If you want to test this, like I did, just look at the info of your dispaly, it shows 10 bit when in USE mode and 8 bit when in skip.


----------



## Bjski (Jun 23, 2012)

Any PR-SC5508 owner's have an intermittent problem with their preamp cycling through settings. I'll have the radio playing and then the unit will start cycling DTS,Dolby B, stereo, 5 channel stereo, etc. I'll unplug the unit for several minutes and everything is fine. I have done the latest updates along with reprogramming the unit and it still does it. I'm afraid to send the unit in for they will not be able to replicate the problem. This might happen once a month or week. Any help would be appreciated.


----------



## Jungle Jack (Jul 28, 2009)

Hello,
The problem you describe is a well known issue. It is the Serial/IDE Cable and you simply need to call Onkyo and they will fix it. If there is an Authorized Service Center nearby, it should not take more than a couple days to fix.
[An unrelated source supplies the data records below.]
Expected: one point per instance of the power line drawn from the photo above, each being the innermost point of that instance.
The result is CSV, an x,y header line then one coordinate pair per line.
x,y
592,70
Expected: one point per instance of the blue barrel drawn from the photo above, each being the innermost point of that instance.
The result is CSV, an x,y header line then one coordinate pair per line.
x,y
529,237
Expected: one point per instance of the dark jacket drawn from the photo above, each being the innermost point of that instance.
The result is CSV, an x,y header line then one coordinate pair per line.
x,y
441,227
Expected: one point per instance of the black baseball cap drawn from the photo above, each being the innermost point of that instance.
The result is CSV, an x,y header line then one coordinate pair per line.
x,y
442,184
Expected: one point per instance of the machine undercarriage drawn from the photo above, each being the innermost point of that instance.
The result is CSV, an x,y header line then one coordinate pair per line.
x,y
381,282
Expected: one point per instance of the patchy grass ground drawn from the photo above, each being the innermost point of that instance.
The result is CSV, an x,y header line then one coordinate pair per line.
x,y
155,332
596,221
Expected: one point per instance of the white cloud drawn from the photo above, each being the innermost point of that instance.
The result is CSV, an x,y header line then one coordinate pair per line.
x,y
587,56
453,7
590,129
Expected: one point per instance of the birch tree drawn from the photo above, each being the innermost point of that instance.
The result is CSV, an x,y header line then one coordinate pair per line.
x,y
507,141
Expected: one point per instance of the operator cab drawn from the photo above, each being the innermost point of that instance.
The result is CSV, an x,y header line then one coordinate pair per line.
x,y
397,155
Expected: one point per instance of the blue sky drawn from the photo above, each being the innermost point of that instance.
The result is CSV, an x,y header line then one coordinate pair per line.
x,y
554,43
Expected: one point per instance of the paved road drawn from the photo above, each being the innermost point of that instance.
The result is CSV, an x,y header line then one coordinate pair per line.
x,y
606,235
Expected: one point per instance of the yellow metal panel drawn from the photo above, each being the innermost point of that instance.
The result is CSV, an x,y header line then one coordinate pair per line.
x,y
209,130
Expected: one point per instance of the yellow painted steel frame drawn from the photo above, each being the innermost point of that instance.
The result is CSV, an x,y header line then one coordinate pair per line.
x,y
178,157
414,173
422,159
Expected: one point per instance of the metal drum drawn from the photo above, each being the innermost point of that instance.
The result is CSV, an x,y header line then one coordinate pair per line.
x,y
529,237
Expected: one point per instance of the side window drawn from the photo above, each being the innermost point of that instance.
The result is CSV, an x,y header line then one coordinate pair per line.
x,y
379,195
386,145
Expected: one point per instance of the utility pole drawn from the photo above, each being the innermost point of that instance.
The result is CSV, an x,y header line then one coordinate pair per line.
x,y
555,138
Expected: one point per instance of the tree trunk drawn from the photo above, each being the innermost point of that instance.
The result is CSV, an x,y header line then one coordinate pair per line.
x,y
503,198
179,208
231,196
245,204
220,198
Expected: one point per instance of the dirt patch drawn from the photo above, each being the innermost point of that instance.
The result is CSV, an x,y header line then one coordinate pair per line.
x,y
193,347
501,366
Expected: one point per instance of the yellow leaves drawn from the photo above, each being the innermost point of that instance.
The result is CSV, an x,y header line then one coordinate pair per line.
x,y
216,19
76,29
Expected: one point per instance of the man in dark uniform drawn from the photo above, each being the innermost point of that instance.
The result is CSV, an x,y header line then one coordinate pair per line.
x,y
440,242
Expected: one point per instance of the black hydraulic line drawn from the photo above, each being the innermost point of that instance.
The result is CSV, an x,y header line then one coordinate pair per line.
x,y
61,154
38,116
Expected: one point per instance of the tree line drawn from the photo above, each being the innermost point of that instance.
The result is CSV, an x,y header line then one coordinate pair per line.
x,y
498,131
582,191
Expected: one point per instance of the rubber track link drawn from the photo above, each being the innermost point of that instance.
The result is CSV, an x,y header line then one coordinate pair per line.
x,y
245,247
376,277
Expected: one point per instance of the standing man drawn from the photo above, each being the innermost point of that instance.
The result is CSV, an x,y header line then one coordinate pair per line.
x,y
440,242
It starts with cycling though Surround Modes, then Powering Off/On, and then ultimately the Front Panel stops working. The crazy thing is it is over a couple Dollar Cable, regardless Onkyo will fix it regardless of Warranty Status.
Cheers,
JJ


----------



## Dwight Angus (Dec 17, 2007)

I have the 5508 and had the same problem. Jack is correct is was the IDE cable. The repair shop kept my preamp for about 2 weeks before I could pick it up. To date my 5508 works just fine following the repair. There should not be any cost to you to repair your unit.


----------



## Bjski (Jun 23, 2012)

Thanks for your answer. I'll call service tomorrow.


----------



## Bjski (Jun 23, 2012)

Thanks for the help. Took my unit to a repair center,they said pretty soon the unit will start turning itself on and off. No estimate when it will be ready. I hooked up a back up Denon 3010 using the pre outs.


----------